I wouldn’t call it a defeat on the same scale of the Affordable Care Act, but it is a defeat. Democrats weren’t going to relent on immigration. Latinos are an important part of the Democratic coalition and key to the party’s effort to change the partisan dynamic in states like North Carolina, Georgia, Texas, and Arizona. And while Latino disappointment wasn’t determinative in this year’s elections, it’s dangerous for Democrats to delay action through 2016, both on the merits—there’s no guarantee of immigration reform in 2017—and on the politics; absent action on immigration, Latinos might just sit out the presidential election, dealing a blow to Democrats in key states like Florida, Colorado, and Nevada. (To that point, it’s no surprise that lawmakers from the latter two have urged Obama to move with executive action on immigration.)

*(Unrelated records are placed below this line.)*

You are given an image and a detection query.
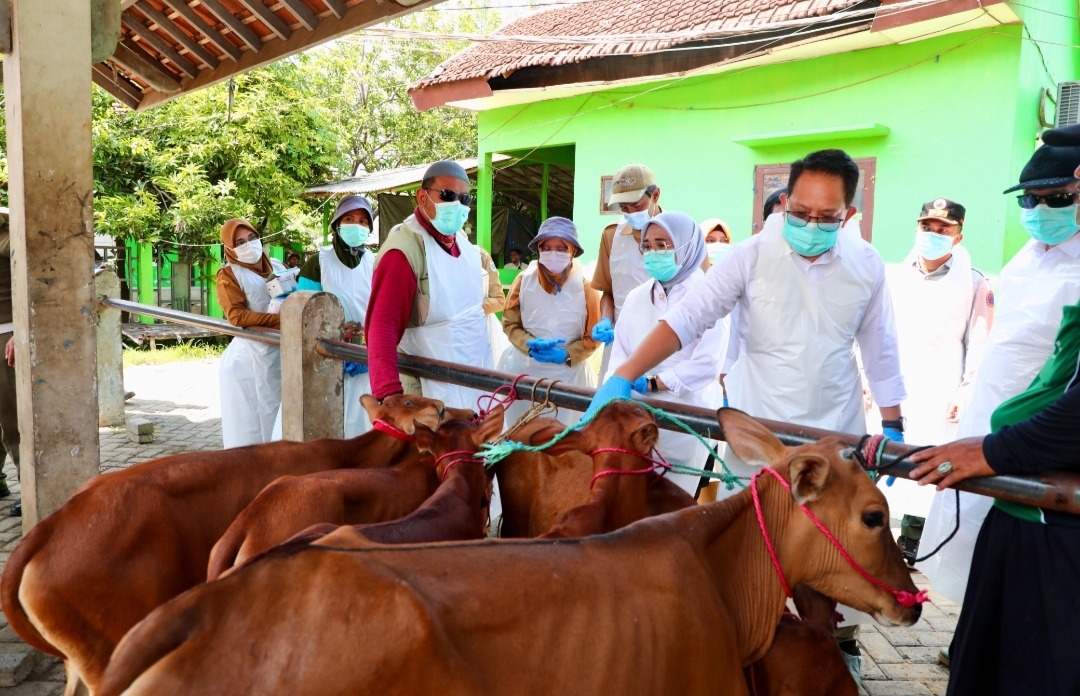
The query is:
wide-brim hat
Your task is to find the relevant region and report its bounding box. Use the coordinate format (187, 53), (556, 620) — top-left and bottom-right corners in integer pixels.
(529, 216), (585, 256)
(1001, 145), (1080, 193)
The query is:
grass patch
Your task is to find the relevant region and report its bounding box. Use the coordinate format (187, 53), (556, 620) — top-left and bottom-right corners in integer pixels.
(124, 339), (228, 367)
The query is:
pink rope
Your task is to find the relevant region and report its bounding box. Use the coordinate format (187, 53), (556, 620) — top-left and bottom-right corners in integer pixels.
(473, 373), (528, 423)
(435, 450), (480, 481)
(751, 467), (930, 607)
(589, 447), (671, 491)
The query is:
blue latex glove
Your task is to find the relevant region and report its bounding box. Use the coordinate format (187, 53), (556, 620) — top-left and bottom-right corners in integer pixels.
(525, 338), (566, 353)
(529, 340), (569, 365)
(581, 375), (634, 420)
(341, 360), (367, 377)
(592, 317), (615, 344)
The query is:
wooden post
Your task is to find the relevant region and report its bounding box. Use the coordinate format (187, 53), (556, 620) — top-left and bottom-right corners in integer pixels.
(281, 291), (345, 441)
(476, 152), (495, 251)
(3, 0), (99, 531)
(94, 270), (124, 428)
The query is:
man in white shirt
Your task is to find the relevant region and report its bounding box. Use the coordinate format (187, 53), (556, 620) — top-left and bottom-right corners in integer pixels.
(590, 149), (907, 673)
(882, 198), (994, 565)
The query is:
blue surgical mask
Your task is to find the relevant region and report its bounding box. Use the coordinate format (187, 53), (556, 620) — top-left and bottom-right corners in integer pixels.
(338, 223), (370, 249)
(431, 201), (469, 235)
(1020, 203), (1077, 246)
(645, 250), (678, 283)
(915, 229), (954, 260)
(783, 216), (840, 256)
(622, 210), (652, 229)
(705, 242), (731, 266)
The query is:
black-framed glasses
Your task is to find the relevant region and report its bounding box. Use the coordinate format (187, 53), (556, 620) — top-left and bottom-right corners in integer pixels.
(784, 211), (843, 232)
(423, 188), (476, 205)
(1016, 192), (1077, 210)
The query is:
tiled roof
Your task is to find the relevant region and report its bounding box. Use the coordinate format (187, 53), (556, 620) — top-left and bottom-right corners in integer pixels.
(411, 0), (861, 90)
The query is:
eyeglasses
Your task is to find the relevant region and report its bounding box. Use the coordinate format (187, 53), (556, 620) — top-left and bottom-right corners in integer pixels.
(1016, 193), (1077, 210)
(232, 232), (259, 249)
(784, 211), (843, 232)
(423, 188), (476, 205)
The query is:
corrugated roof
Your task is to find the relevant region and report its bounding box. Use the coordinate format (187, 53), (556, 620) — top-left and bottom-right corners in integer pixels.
(409, 0), (864, 92)
(303, 155), (510, 196)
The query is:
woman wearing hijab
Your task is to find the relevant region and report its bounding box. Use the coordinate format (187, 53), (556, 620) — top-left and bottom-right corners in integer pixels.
(297, 196), (376, 438)
(216, 218), (285, 447)
(611, 211), (728, 496)
(497, 217), (600, 425)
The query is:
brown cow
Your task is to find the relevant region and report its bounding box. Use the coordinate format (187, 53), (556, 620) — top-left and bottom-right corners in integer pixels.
(100, 410), (920, 696)
(0, 396), (455, 694)
(492, 418), (693, 538)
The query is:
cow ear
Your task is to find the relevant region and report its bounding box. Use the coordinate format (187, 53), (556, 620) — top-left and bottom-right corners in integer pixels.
(413, 423), (435, 453)
(787, 454), (829, 505)
(630, 423), (660, 454)
(716, 409), (787, 467)
(360, 393), (384, 423)
(473, 404), (505, 447)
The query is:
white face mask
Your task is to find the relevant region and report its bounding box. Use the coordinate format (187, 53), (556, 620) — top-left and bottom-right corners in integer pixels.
(540, 252), (572, 276)
(232, 239), (262, 264)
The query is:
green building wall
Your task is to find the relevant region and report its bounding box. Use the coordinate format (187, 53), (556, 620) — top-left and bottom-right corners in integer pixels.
(478, 16), (1078, 273)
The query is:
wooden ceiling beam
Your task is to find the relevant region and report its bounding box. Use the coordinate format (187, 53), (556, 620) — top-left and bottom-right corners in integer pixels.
(90, 63), (143, 109)
(120, 12), (199, 79)
(111, 42), (180, 92)
(196, 0), (262, 51)
(274, 0), (319, 31)
(135, 2), (218, 70)
(161, 0), (240, 61)
(238, 0), (293, 41)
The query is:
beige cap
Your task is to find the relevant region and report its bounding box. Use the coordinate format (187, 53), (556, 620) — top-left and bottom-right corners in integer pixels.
(608, 164), (657, 205)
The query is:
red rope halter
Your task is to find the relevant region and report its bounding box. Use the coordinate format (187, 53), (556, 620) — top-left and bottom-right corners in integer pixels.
(750, 467), (929, 607)
(372, 419), (416, 442)
(589, 447), (672, 491)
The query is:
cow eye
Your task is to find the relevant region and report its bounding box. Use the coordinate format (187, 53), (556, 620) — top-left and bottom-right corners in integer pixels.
(863, 510), (885, 530)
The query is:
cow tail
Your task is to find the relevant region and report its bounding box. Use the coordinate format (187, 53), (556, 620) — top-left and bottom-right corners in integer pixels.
(0, 520), (67, 659)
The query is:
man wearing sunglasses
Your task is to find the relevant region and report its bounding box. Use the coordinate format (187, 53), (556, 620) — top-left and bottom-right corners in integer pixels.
(365, 161), (501, 409)
(920, 138), (1080, 622)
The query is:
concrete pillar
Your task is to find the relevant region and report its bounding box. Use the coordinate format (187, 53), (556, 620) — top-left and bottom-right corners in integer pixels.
(94, 270), (125, 428)
(281, 291), (345, 441)
(3, 0), (98, 530)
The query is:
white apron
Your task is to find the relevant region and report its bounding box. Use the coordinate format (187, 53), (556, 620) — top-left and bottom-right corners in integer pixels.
(319, 246), (375, 438)
(606, 272), (734, 495)
(399, 220), (492, 411)
(919, 241), (1080, 604)
(497, 262), (596, 426)
(600, 217), (652, 375)
(219, 259), (285, 449)
(881, 245), (975, 518)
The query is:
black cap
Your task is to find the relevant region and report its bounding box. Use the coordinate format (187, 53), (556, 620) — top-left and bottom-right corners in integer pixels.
(1001, 145), (1080, 193)
(919, 198), (968, 225)
(1042, 123), (1080, 147)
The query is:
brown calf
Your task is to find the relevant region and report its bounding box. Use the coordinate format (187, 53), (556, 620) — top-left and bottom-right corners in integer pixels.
(100, 410), (920, 696)
(494, 418), (693, 538)
(0, 396), (455, 693)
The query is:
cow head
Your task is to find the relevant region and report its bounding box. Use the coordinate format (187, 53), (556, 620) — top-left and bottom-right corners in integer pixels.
(360, 393), (449, 434)
(718, 409), (920, 626)
(544, 401), (660, 456)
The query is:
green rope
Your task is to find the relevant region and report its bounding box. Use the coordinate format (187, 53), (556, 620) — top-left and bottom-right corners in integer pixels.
(481, 397), (746, 491)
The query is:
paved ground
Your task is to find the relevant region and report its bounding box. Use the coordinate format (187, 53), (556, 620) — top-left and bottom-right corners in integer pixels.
(0, 360), (959, 696)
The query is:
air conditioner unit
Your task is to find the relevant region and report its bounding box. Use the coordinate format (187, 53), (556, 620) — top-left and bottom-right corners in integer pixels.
(1054, 82), (1080, 128)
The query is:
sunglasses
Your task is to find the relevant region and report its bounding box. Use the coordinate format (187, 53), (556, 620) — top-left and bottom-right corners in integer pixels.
(1016, 193), (1077, 210)
(423, 188), (476, 206)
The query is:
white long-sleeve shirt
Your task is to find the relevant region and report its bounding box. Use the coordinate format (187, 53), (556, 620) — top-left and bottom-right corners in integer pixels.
(660, 229), (907, 405)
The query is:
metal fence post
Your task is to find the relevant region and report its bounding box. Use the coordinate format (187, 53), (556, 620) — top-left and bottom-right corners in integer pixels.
(94, 270), (124, 427)
(281, 291), (345, 441)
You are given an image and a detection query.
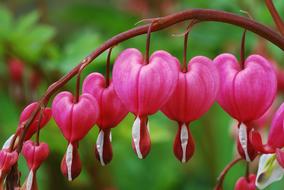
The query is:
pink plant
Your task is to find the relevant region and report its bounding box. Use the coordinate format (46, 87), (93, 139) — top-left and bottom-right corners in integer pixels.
(113, 48), (179, 159)
(235, 174), (256, 190)
(52, 92), (99, 180)
(162, 56), (219, 162)
(22, 140), (49, 190)
(82, 73), (128, 165)
(0, 149), (18, 183)
(214, 54), (277, 161)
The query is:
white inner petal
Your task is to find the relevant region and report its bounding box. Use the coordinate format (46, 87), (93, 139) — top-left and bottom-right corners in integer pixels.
(26, 170), (34, 190)
(96, 130), (105, 166)
(180, 124), (188, 163)
(2, 134), (15, 149)
(66, 144), (73, 181)
(255, 154), (284, 189)
(132, 117), (143, 159)
(239, 124), (251, 162)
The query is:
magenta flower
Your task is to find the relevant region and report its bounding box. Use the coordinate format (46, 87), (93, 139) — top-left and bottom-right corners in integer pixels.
(18, 102), (51, 140)
(214, 54), (277, 161)
(52, 92), (99, 180)
(113, 48), (179, 159)
(0, 149), (18, 183)
(22, 140), (49, 190)
(250, 103), (284, 154)
(82, 73), (128, 165)
(235, 174), (256, 190)
(161, 56), (219, 162)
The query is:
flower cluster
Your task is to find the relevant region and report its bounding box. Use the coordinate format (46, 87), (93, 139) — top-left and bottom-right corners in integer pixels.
(0, 44), (284, 190)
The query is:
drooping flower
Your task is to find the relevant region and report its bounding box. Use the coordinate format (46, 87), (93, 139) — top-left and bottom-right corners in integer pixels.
(214, 54), (277, 161)
(52, 92), (99, 181)
(82, 73), (128, 165)
(161, 56), (219, 162)
(113, 48), (179, 159)
(0, 149), (18, 186)
(18, 102), (51, 140)
(235, 174), (256, 190)
(22, 140), (49, 190)
(250, 103), (284, 189)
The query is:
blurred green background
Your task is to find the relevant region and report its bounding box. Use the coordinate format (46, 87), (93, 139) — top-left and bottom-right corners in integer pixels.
(0, 0), (284, 190)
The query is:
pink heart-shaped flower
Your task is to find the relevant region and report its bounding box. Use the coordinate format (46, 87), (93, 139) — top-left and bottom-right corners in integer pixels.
(22, 140), (49, 170)
(82, 73), (128, 129)
(82, 73), (128, 165)
(0, 149), (18, 178)
(235, 174), (256, 190)
(18, 102), (51, 140)
(161, 56), (219, 162)
(113, 48), (179, 116)
(52, 91), (99, 143)
(214, 54), (277, 123)
(113, 48), (179, 158)
(161, 56), (219, 124)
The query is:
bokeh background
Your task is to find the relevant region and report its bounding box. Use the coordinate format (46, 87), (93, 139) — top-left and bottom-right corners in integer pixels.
(0, 0), (284, 190)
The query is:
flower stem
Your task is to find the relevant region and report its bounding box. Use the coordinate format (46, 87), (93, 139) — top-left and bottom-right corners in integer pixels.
(265, 0), (284, 35)
(240, 29), (247, 69)
(182, 20), (198, 72)
(145, 21), (155, 64)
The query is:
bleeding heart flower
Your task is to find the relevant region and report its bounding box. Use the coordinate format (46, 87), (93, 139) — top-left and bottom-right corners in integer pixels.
(214, 54), (277, 123)
(17, 102), (51, 140)
(214, 54), (277, 161)
(113, 48), (179, 159)
(235, 174), (256, 190)
(82, 73), (128, 165)
(0, 149), (18, 182)
(161, 56), (219, 162)
(61, 143), (82, 181)
(52, 92), (99, 180)
(22, 140), (49, 190)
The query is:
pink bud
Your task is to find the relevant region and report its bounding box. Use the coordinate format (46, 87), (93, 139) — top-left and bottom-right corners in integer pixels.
(18, 102), (51, 140)
(22, 140), (49, 190)
(162, 56), (219, 162)
(61, 143), (82, 181)
(235, 174), (256, 190)
(52, 91), (99, 143)
(113, 48), (179, 158)
(214, 54), (277, 123)
(22, 140), (49, 170)
(82, 73), (128, 165)
(82, 73), (128, 129)
(0, 149), (18, 179)
(276, 148), (284, 168)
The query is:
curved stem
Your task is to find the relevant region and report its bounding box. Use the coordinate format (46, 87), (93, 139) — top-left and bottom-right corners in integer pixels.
(245, 162), (249, 182)
(215, 158), (242, 190)
(182, 20), (198, 72)
(240, 29), (247, 69)
(145, 21), (155, 64)
(36, 107), (44, 146)
(106, 47), (112, 87)
(265, 0), (284, 35)
(14, 9), (284, 155)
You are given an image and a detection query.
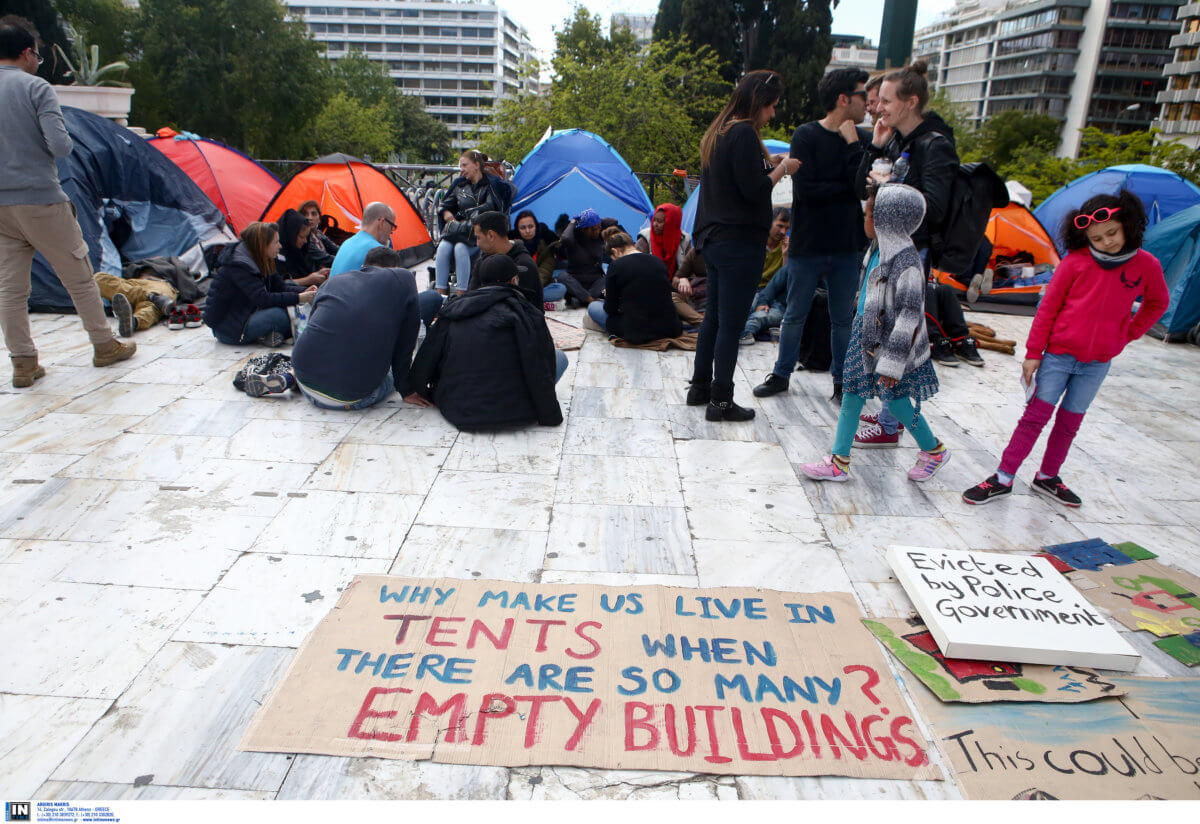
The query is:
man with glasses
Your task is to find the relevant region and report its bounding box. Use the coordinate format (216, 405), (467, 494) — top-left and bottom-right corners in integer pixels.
(329, 200), (396, 277)
(754, 68), (871, 403)
(0, 14), (137, 387)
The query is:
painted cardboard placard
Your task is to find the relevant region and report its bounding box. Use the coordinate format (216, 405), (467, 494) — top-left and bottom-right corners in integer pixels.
(863, 618), (1124, 704)
(905, 676), (1200, 800)
(888, 546), (1141, 672)
(240, 576), (940, 778)
(1068, 560), (1200, 638)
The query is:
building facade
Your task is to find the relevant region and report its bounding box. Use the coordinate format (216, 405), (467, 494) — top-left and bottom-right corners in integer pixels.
(914, 0), (1183, 157)
(1153, 2), (1200, 149)
(284, 0), (538, 148)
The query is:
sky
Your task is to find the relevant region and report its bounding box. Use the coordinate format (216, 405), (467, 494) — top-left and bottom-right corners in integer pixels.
(497, 0), (954, 60)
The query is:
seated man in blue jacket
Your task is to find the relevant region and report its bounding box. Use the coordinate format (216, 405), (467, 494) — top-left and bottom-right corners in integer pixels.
(410, 254), (566, 429)
(246, 246), (430, 410)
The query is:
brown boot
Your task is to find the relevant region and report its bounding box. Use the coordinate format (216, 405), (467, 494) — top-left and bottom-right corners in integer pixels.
(11, 355), (46, 387)
(91, 338), (138, 366)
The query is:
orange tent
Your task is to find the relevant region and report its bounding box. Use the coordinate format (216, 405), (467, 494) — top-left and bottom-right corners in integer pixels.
(259, 155), (433, 266)
(146, 128), (280, 231)
(934, 200), (1060, 303)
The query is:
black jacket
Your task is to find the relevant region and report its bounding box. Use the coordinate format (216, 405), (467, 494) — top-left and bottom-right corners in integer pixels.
(691, 122), (774, 249)
(604, 253), (683, 345)
(856, 112), (959, 249)
(408, 284), (563, 429)
(467, 241), (546, 314)
(204, 242), (305, 338)
(292, 266), (421, 403)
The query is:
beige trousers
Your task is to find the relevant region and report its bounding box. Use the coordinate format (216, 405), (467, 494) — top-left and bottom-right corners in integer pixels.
(0, 203), (113, 357)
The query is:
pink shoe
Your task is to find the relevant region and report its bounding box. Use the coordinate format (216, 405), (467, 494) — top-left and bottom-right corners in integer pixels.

Given the high priority for immigration reform, there’s no question Democrats could have worked with House Republicans to craft a counterpart to the Senate bill. And indeed, there’s a good chance they would have made even more concessions if it guaranteed a vote. As with health care, Republicans could have gotten more conservative policy than they otherwise will if they had backed down from their relentless opposition.

Now, the obvious reply to this is that the president’s executive action is lawless—that it’s outside of the bounds of presidential power. And if that’s true, then it’s hard to pin the outcome on Republicans; unlike health care—where Democrats really could act regardless of what Republicans did—immigration legislation is only possible with GOP cooperation. In normal circumstances, the president backs down when he loses a legislative fight. If, instead, he responds with an illegal executive order, then it’s unfair to point the finger at the opposition and say, you did this.

But, GOP assertions aside, there’s no evidence the president’s plan is illegal. Could it create a bad precedent for the exercise of executive authority? Yes. Is it, like Ross Douthat argues for the New York Times, a little hypocritical? Probably. But does it go beyond the president’s constitutional authority? Not at all.

Which is to say that, when it comes to the prospect of a new, more liberal immigration regime, Republicans have themselves to blame. With a few concessions, they could have gotten more enforcement and tighter security. Instead, we’ll have legal status for millions of immigrants, with few Republican fingerprints.